The section on ‘relationship preparation’ focuses on recognising and valuing the unique gifts and talents of our children and young people, and speaking into their lives in positive ways.  Here the authors provide some sobering and poignant advice to parents about letting children live their own dreams.  It is so important that we teach and encourage our children to understand the way they were created and to dream their own dreams for the future.  When we push them to live our dreams we stifle who they are, and dare I say it, stifle who God intended for them to be.  The advice in this section that resonated most strongly for me is to know the third party voice, or influencers, in our people’s lives.  It is important that parents are intentional about widening the circle of influence as our children grow so that when they are teens the adult voices in their lives are those that we trust to give our teens wise counsel that we ourselves would give.

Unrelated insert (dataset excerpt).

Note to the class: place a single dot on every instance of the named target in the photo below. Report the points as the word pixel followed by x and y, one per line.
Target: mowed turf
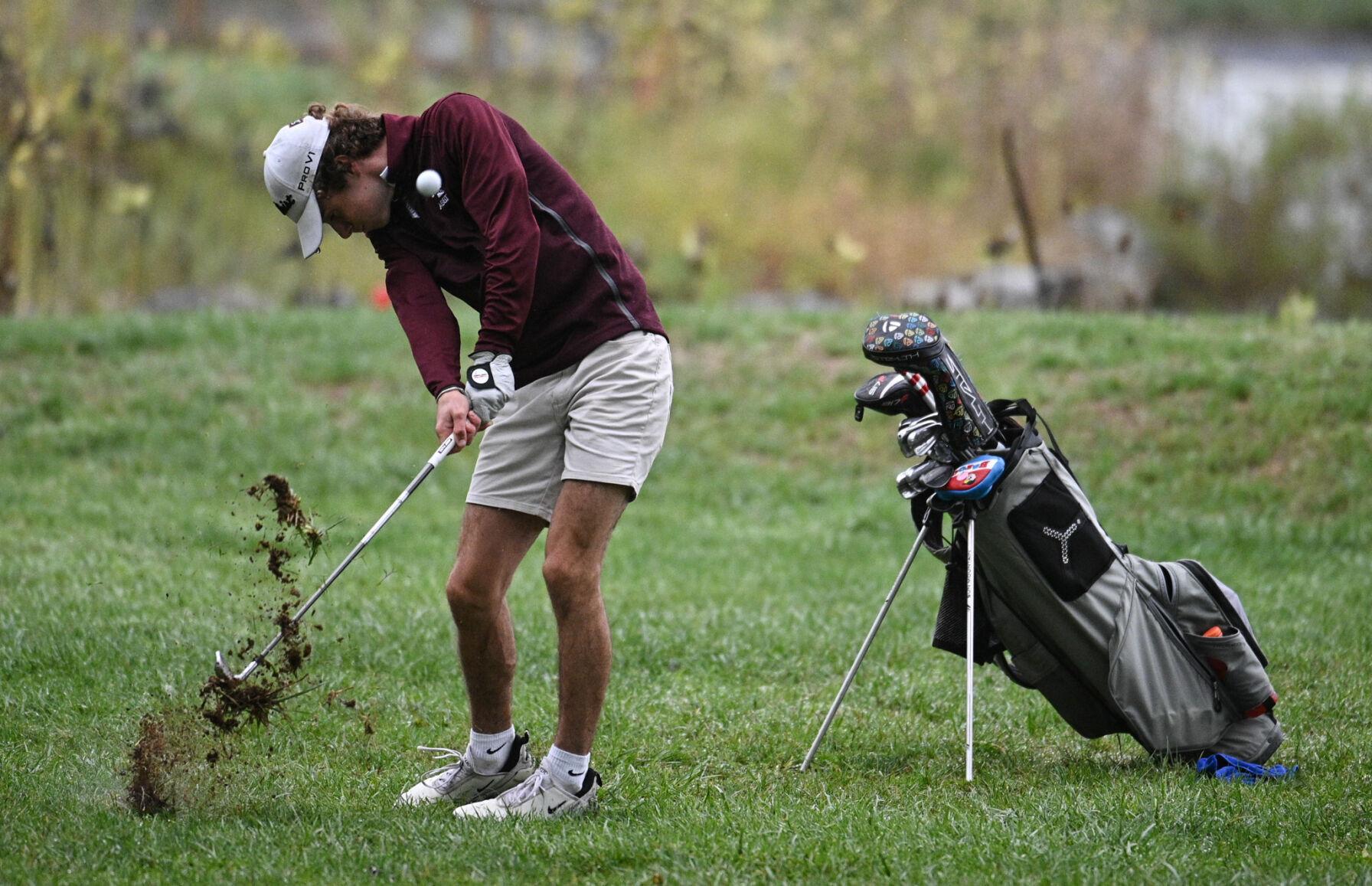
pixel 738 589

‘Transition preparation’ gives parents food for thought and helpful advice about the launch procedure, where parents move from the “driver’s seat” to the “passenger seat”.  This is a particularly relevant picture of the short process of teaching children to drive; where we place them in the driver’s seat of the car and instruct them carefully about the skills and decisions they are responsible to make.  And then all of a sudden they are off and driving without our instruction at all.  Our parenting needs to be like that in the final days before our young people leave home!

I found some of the content of this book was specifically related to the American experience of driving at 16 and leaving home for college at 18 years old.  In Australia our children get their driver’s licence at 18 and the majority (not all!) expect to live at home while they complete university and vocational training.  It is perhaps for this reason I found some of the advice a little over the top.  Despite this, there is much to be gleaned from this book no matter where you live because at some point your baby will all of a sudden be leaving home and it is so vitally important that they are well prepared for this reality.  ‘Parenting for the Launch’ should be required reading for parents of young people, well before they are preparing to leave home!

*  With thanks to Icon Media Group for my review copy.
*  This review is my own opinion and not coerced in any way.